La pregunta, primera que hacía Pendergast, no fue respondida por Egon, que tampoco mostró haberla oído.

—Bueno, pues nada, sigamos.

Pendergast caminaba deprisa por los muelles. Al final se había despejado el día, permitiendo contemplar una puesta de sol preciosa, espectacular. El gran disco anaranjado del sol atravesaba capas bermellones de nubes y convertía el agua en fuego, recortando la silueta de la tétrica fortaleza en ruinas, allá en su isla solitaria del centro del lago.

Justo después de donde terminaba el muelle había una formación rocosa singular: tres grandes piedras, o mejor dicho rocas, que destacaban por la gran similitud de su tamaño y forma, y que al erguirse varios metros por encima de la superficie del agua formaban un dibujo más o menos triangular, con unos diez metros de separación. Pendergast se detuvo y dedicó un momento a contemplar el pueblo, que ascendía suavemente por los flancos del antiguo volcán. Era un dechado de orden, limpieza, eficiencia y regulación.
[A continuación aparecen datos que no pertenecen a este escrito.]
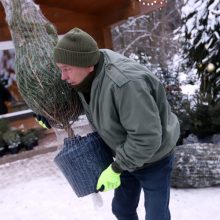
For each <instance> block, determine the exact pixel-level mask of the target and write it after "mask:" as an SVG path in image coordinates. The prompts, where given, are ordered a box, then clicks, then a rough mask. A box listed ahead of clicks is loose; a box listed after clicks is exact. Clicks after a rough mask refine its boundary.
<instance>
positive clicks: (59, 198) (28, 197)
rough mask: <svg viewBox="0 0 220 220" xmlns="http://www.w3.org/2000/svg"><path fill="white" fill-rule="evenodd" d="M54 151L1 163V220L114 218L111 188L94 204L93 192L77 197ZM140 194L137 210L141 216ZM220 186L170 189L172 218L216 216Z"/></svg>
mask: <svg viewBox="0 0 220 220" xmlns="http://www.w3.org/2000/svg"><path fill="white" fill-rule="evenodd" d="M55 154H56V152H53V153H48V154H45V155H39V156H35V157H33V158H30V159H25V160H20V161H16V162H13V163H10V164H4V165H1V166H0V180H1V181H0V219H2V220H46V219H47V220H50V219H52V220H88V219H89V220H113V219H115V218H114V216H113V215H112V213H111V199H112V196H113V192H112V191H110V192H107V193H101V197H102V199H103V205H102V206H101V207H97V206H95V205H94V204H97V203H94V202H93V199H92V196H87V197H84V198H77V197H76V195H75V194H74V192H73V191H72V189H71V187H70V186H69V185H68V183H67V182H66V180H65V178H64V177H63V176H62V174H61V173H60V171H59V170H58V169H57V168H56V166H55V164H54V163H53V158H54V156H55ZM143 202H144V200H143V194H142V195H141V200H140V205H139V207H138V213H139V216H140V220H144V208H143ZM219 204H220V187H211V188H204V189H171V202H170V208H171V212H172V219H173V220H208V219H210V220H219V219H220V209H219Z"/></svg>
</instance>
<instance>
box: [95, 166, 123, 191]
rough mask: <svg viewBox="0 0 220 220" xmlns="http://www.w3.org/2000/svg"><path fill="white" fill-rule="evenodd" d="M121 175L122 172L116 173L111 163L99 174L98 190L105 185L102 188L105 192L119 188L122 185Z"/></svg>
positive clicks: (97, 187)
mask: <svg viewBox="0 0 220 220" xmlns="http://www.w3.org/2000/svg"><path fill="white" fill-rule="evenodd" d="M120 175H121V174H120V173H116V172H115V171H114V170H113V169H112V166H111V165H110V166H109V167H108V168H107V169H105V170H104V171H103V172H102V173H101V175H100V176H99V179H98V182H97V185H96V190H101V189H102V186H104V190H102V191H103V192H107V191H109V190H112V189H116V188H118V187H119V186H120V185H121V179H120Z"/></svg>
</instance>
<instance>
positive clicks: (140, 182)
mask: <svg viewBox="0 0 220 220" xmlns="http://www.w3.org/2000/svg"><path fill="white" fill-rule="evenodd" d="M173 158H174V155H173V154H171V155H169V156H167V157H165V158H163V159H162V160H160V161H158V162H155V163H154V164H152V165H150V166H147V167H145V168H143V169H140V170H136V171H134V172H130V173H129V172H126V171H125V172H123V174H122V175H121V186H120V187H119V188H117V189H116V190H115V193H114V198H113V200H112V212H113V214H114V215H115V216H116V218H117V219H118V220H138V216H137V212H136V209H137V206H138V203H139V199H140V193H141V189H143V191H144V198H145V204H144V206H145V211H146V217H145V220H170V211H169V199H170V176H171V171H172V164H173Z"/></svg>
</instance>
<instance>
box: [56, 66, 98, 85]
mask: <svg viewBox="0 0 220 220" xmlns="http://www.w3.org/2000/svg"><path fill="white" fill-rule="evenodd" d="M57 66H58V67H59V69H60V70H61V79H62V80H65V81H66V82H67V83H69V84H70V85H72V86H74V85H78V84H80V83H81V82H82V81H83V80H84V79H85V78H86V76H88V75H89V74H90V73H91V72H92V71H93V70H94V66H90V67H78V66H70V65H67V64H61V63H57Z"/></svg>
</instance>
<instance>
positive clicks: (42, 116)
mask: <svg viewBox="0 0 220 220" xmlns="http://www.w3.org/2000/svg"><path fill="white" fill-rule="evenodd" d="M33 116H34V118H35V120H36V121H37V122H38V124H39V125H40V126H42V127H43V128H47V129H50V128H51V126H50V124H49V122H48V121H47V119H46V118H45V117H44V116H42V115H37V114H35V113H34V114H33Z"/></svg>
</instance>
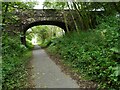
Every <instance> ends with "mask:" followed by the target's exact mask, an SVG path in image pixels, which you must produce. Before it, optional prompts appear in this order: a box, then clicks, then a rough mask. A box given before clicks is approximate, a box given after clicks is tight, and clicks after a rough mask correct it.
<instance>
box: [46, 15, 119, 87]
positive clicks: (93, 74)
mask: <svg viewBox="0 0 120 90" xmlns="http://www.w3.org/2000/svg"><path fill="white" fill-rule="evenodd" d="M119 21H120V19H119V17H115V16H108V17H105V18H104V19H103V21H102V22H101V23H100V24H99V25H98V26H97V28H96V29H95V30H89V31H87V32H83V31H81V32H80V34H78V33H77V32H74V33H71V34H70V35H66V36H65V37H63V38H62V39H61V38H60V39H57V40H58V41H59V42H57V43H56V42H53V44H52V45H51V46H50V47H49V48H48V50H49V51H50V50H51V52H52V50H54V53H58V54H59V55H60V56H61V58H62V59H63V60H64V62H67V63H68V64H70V65H71V67H72V68H75V69H76V70H79V71H80V73H82V74H84V75H85V76H87V77H89V78H90V79H91V80H94V81H97V82H98V83H99V89H120V47H118V43H119V37H120V32H119V31H120V28H119V25H118V24H117V23H118V22H119ZM112 22H113V23H112Z"/></svg>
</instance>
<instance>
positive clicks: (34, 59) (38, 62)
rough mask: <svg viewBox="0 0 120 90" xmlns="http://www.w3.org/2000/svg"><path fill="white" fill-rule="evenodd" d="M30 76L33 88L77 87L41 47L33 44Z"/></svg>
mask: <svg viewBox="0 0 120 90" xmlns="http://www.w3.org/2000/svg"><path fill="white" fill-rule="evenodd" d="M34 49H35V50H33V59H32V62H31V63H32V67H33V69H32V74H33V75H32V78H33V83H34V85H35V88H79V86H78V84H77V83H76V81H75V80H73V79H71V77H70V76H68V75H66V74H64V73H63V72H62V71H61V70H60V68H59V67H58V66H57V65H56V64H55V63H54V62H53V61H52V60H51V59H50V58H49V56H48V55H47V54H46V53H45V51H44V50H43V49H41V48H40V47H39V46H35V48H34Z"/></svg>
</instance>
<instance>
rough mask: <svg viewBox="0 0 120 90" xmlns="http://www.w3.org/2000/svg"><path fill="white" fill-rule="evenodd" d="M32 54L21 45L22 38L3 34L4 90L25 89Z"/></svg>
mask: <svg viewBox="0 0 120 90" xmlns="http://www.w3.org/2000/svg"><path fill="white" fill-rule="evenodd" d="M31 55H32V53H31V51H30V50H29V49H28V48H26V47H25V46H24V45H22V44H21V42H20V38H19V37H18V36H16V35H14V36H11V35H9V34H6V33H5V32H3V33H2V89H3V90H12V89H15V88H17V89H18V88H25V87H27V86H28V83H27V76H28V73H27V69H26V65H27V62H28V60H29V59H30V57H31Z"/></svg>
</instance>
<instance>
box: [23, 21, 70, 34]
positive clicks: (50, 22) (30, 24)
mask: <svg viewBox="0 0 120 90" xmlns="http://www.w3.org/2000/svg"><path fill="white" fill-rule="evenodd" d="M38 25H54V26H58V27H60V28H62V29H63V30H64V31H65V32H67V28H66V24H65V23H64V22H59V21H36V22H33V23H30V24H29V25H27V26H25V27H24V31H23V32H24V34H25V33H26V31H27V30H28V29H29V28H31V27H33V26H38ZM67 27H68V29H69V30H70V26H69V25H67Z"/></svg>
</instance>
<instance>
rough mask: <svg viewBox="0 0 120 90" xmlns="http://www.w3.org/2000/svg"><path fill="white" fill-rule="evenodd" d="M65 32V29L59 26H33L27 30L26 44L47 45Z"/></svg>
mask: <svg viewBox="0 0 120 90" xmlns="http://www.w3.org/2000/svg"><path fill="white" fill-rule="evenodd" d="M64 34H65V31H64V30H63V29H62V28H60V27H58V26H53V25H38V26H33V27H31V28H29V29H28V30H27V31H26V45H27V46H28V47H33V46H34V45H39V46H41V47H47V46H49V45H50V44H51V42H52V40H53V39H55V38H59V37H62V36H63V35H64Z"/></svg>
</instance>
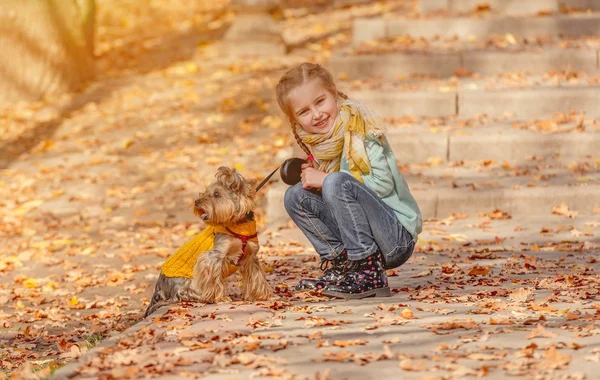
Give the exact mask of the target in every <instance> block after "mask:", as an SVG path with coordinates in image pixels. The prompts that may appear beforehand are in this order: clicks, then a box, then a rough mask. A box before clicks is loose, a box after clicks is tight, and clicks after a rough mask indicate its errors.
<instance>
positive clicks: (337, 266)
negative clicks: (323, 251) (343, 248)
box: [296, 251, 349, 290]
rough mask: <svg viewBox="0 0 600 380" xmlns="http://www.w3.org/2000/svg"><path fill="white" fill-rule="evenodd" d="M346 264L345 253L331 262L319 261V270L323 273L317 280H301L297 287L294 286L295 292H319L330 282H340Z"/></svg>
mask: <svg viewBox="0 0 600 380" xmlns="http://www.w3.org/2000/svg"><path fill="white" fill-rule="evenodd" d="M348 263H349V261H348V256H347V255H346V251H343V252H342V253H340V254H339V255H338V256H337V257H336V258H335V259H333V260H327V259H323V260H321V270H322V271H324V273H323V275H322V276H321V277H319V278H307V279H303V280H301V281H300V282H299V283H298V285H296V290H319V289H323V288H324V287H325V286H326V285H327V284H329V283H330V282H338V281H340V280H342V279H343V278H344V273H345V271H346V269H347V267H348ZM330 265H331V266H330Z"/></svg>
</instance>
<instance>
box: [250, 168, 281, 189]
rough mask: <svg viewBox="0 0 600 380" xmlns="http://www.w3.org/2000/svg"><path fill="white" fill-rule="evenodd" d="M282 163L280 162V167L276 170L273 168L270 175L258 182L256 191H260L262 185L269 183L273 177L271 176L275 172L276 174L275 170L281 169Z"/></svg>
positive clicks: (275, 169)
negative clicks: (258, 183) (258, 190)
mask: <svg viewBox="0 0 600 380" xmlns="http://www.w3.org/2000/svg"><path fill="white" fill-rule="evenodd" d="M281 165H283V164H280V165H279V166H278V167H277V168H276V169H275V170H273V171H272V172H271V174H269V175H268V176H266V177H265V179H263V180H262V181H261V182H260V183H259V184H258V186H256V192H258V190H260V189H261V187H263V186H264V185H265V183H267V181H269V179H271V177H273V174H275V172H276V171H277V170H279V168H280V167H281Z"/></svg>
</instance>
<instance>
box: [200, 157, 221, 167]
mask: <svg viewBox="0 0 600 380" xmlns="http://www.w3.org/2000/svg"><path fill="white" fill-rule="evenodd" d="M204 162H206V163H207V164H209V165H216V164H220V163H221V162H223V159H222V158H221V157H216V156H210V157H206V158H205V159H204Z"/></svg>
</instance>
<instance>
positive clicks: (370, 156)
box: [363, 139, 394, 198]
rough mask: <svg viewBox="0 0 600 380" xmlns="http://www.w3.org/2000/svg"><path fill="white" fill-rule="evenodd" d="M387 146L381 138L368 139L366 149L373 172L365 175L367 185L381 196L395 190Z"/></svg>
mask: <svg viewBox="0 0 600 380" xmlns="http://www.w3.org/2000/svg"><path fill="white" fill-rule="evenodd" d="M385 149H386V148H385V147H384V146H383V145H382V143H381V141H380V140H379V139H366V140H365V150H366V151H367V155H368V156H369V161H370V163H371V173H369V174H367V175H364V176H363V179H364V181H365V185H367V186H368V187H369V188H370V189H371V190H373V191H374V192H375V193H376V194H377V195H378V196H379V198H384V197H386V196H388V195H389V194H390V193H391V192H392V191H393V190H394V177H393V175H392V171H391V170H390V167H389V165H388V161H387V157H386V152H385Z"/></svg>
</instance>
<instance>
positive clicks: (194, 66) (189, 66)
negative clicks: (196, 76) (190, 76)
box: [185, 63, 198, 73]
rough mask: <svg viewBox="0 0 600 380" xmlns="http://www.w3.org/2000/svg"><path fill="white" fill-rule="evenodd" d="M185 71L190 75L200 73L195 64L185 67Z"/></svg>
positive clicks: (190, 64) (190, 63)
mask: <svg viewBox="0 0 600 380" xmlns="http://www.w3.org/2000/svg"><path fill="white" fill-rule="evenodd" d="M185 71H187V72H188V73H195V72H197V71H198V66H196V64H195V63H188V64H187V65H185Z"/></svg>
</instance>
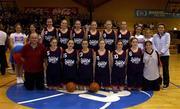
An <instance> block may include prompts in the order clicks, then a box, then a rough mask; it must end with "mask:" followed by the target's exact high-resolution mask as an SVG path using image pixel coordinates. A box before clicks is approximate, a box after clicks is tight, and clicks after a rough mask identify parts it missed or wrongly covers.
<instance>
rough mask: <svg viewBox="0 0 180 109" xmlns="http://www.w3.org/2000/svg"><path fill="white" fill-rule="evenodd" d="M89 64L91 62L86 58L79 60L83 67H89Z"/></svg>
mask: <svg viewBox="0 0 180 109" xmlns="http://www.w3.org/2000/svg"><path fill="white" fill-rule="evenodd" d="M90 62H91V60H90V59H88V58H81V64H83V65H89V64H90Z"/></svg>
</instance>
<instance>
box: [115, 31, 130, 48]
mask: <svg viewBox="0 0 180 109" xmlns="http://www.w3.org/2000/svg"><path fill="white" fill-rule="evenodd" d="M130 37H131V33H130V32H129V31H127V33H126V34H122V33H121V32H120V30H118V33H117V40H122V42H123V50H126V49H128V48H129V39H130Z"/></svg>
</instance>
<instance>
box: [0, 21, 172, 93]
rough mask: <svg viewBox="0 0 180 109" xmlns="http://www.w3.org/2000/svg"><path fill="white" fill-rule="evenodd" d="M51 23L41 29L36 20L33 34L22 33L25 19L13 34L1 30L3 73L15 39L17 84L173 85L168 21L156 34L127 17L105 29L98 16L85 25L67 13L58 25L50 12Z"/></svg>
mask: <svg viewBox="0 0 180 109" xmlns="http://www.w3.org/2000/svg"><path fill="white" fill-rule="evenodd" d="M46 25H47V26H46V27H45V28H44V29H43V30H42V32H41V34H38V33H37V32H36V26H35V24H31V25H30V27H29V28H30V32H29V33H28V34H24V33H22V29H23V28H22V27H21V25H20V24H19V23H17V24H16V25H15V32H14V33H11V34H10V36H9V37H7V34H6V33H5V32H4V31H2V30H0V67H1V73H2V74H5V68H6V67H5V66H6V65H5V64H6V62H5V60H6V47H5V46H6V41H7V40H9V46H10V48H11V49H10V63H12V64H14V65H15V73H16V77H17V84H24V87H25V88H26V89H27V90H34V89H38V90H42V89H45V88H48V89H63V90H66V89H67V87H66V86H67V84H68V83H73V84H74V85H75V90H76V89H77V90H89V89H90V86H91V84H96V85H98V86H99V87H100V89H103V90H113V91H122V90H145V91H147V90H153V91H159V90H160V89H161V87H162V88H164V89H165V88H167V87H168V86H169V55H170V53H169V46H170V34H169V33H168V32H166V31H165V25H164V24H160V23H159V24H158V25H157V32H156V33H155V34H153V33H152V30H151V29H149V28H146V29H144V32H142V31H143V27H142V26H141V25H137V26H136V27H135V28H134V32H133V33H132V32H130V31H129V30H128V29H127V23H126V21H122V22H121V23H120V28H119V29H114V28H113V27H112V22H111V21H110V20H107V21H106V22H105V24H104V26H105V28H103V29H97V22H96V21H92V22H91V24H90V25H89V27H88V28H83V27H82V26H81V21H80V20H76V21H75V24H74V26H73V27H72V28H70V27H69V26H68V22H67V20H66V19H64V20H62V21H61V23H60V27H59V28H55V27H54V26H53V21H52V19H51V18H48V19H47V22H46ZM160 68H162V71H161V72H162V75H161V73H160ZM161 85H162V86H161Z"/></svg>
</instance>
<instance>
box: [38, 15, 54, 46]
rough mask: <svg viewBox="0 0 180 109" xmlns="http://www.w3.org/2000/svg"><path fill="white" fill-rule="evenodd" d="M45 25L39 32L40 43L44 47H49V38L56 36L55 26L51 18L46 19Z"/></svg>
mask: <svg viewBox="0 0 180 109" xmlns="http://www.w3.org/2000/svg"><path fill="white" fill-rule="evenodd" d="M46 25H47V27H45V28H44V29H43V30H42V32H41V38H42V43H43V44H44V46H45V47H46V48H48V47H50V40H51V38H53V37H54V38H56V28H54V27H53V21H52V18H48V19H47V21H46Z"/></svg>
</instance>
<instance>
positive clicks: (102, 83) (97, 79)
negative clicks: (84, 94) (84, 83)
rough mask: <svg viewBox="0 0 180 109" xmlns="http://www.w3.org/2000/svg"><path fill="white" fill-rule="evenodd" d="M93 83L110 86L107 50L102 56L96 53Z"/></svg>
mask: <svg viewBox="0 0 180 109" xmlns="http://www.w3.org/2000/svg"><path fill="white" fill-rule="evenodd" d="M95 67H96V68H95V81H96V82H97V83H98V84H100V85H101V86H109V85H110V72H109V59H108V50H106V52H105V53H104V54H103V55H100V54H99V52H98V51H96V65H95Z"/></svg>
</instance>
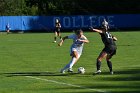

Los edificios estaban bien conservados, con el revoque de un blanco impoluto, y alegres tonos de verde y azul en las contraventanas. Muchos tenían en sus ventanas macetas rebosantes de flores. No se veía basura, ni siquiera un envoltorio de chicle; tampoco pintadas, ni perros sueltos (o perros a secas), ni marginados, ni borrachos, ni vagos; menos todavía discusiones, gritos o ruidos excesivos en las calles.

Aparte de los perros y de la basura se echaba en falta algunas cosas más. Pese a la abundancia de personas maduras y mayores no había nadie incapacitado por la edad, ni gordo, ni con defectos físicos; y lo que interesó sobremanera a Pendergast fue que no había gemelos.

Se trataba, en resumidas cuentas, de una pequeña y perfecta utopía oculta en lo más hondo de la selva brasileña.

Al caer la noche se encendieron luces en la fortaleza de la isla, lámparas de carbón cuyo intenso resplandor pintaba de blanco las murallas de piedra. Desde el muelle, en la calma del crepúsculo, Pendergast empezó a oír cosas al otro lado del agua: un zumbido de generadores, un ruido de maquinaria, un crujido de electricidad y también algo más tenue, que flotaba por encima de la oscuridad del lago; algo que podía ser el chillido de un pájaro, pero también un grito de dolor.